E’ piuttosto evidente che Presence sia il terzo capitolo di una ideale trilogia claustrofobica sugli spazi familiari.
Soderbergh si dimostra ancora una volta un regista-teorico, un autore capace di ragionare intelligentemente sui generi e le forme di sguardo, spiazzando le attese, forzando le sue scelte, con una radicalità che lascia ammirati.
Il fatto che sia lui stesso l’operatore, il direttore della fotografia e il montatore dei suoi film, in questo caso sembra amplificare i motivi dell’operazione. E’ come se avesse portato tutti i suoi pseudonimi direttamente sullo schermo, assieme ai fantasmi del cinema amato.

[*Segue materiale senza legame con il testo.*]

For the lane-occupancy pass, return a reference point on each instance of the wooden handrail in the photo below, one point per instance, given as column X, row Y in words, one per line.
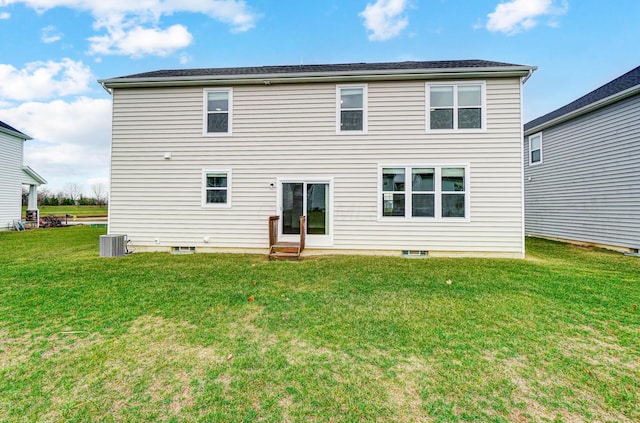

La “presenza” invisibile sulla scena è proprio quella del regista, lo sguardo attraverso cui ci viene raccontata la storia dei Payne è il suo.
E così mentre la tensione si insinua lentamente nelle maglie del film, non possiamo non riconoscere la natura personale di Presence e il suo spirito compassionevole e umanista.
Curiosamente, proprio come accede in Here, la macchina da presa si libera dalla cattività dello spazio in cui è costretta per tutto il film proprio nel finale, uscendo finalmente all’esterno e allontanandosi verso un altrove che qui appare ancora più ignoto.
In Italia con Lucky Red.
Anteprime il 23, 24 e 27 giugno. Nelle sale dal 24 luglio.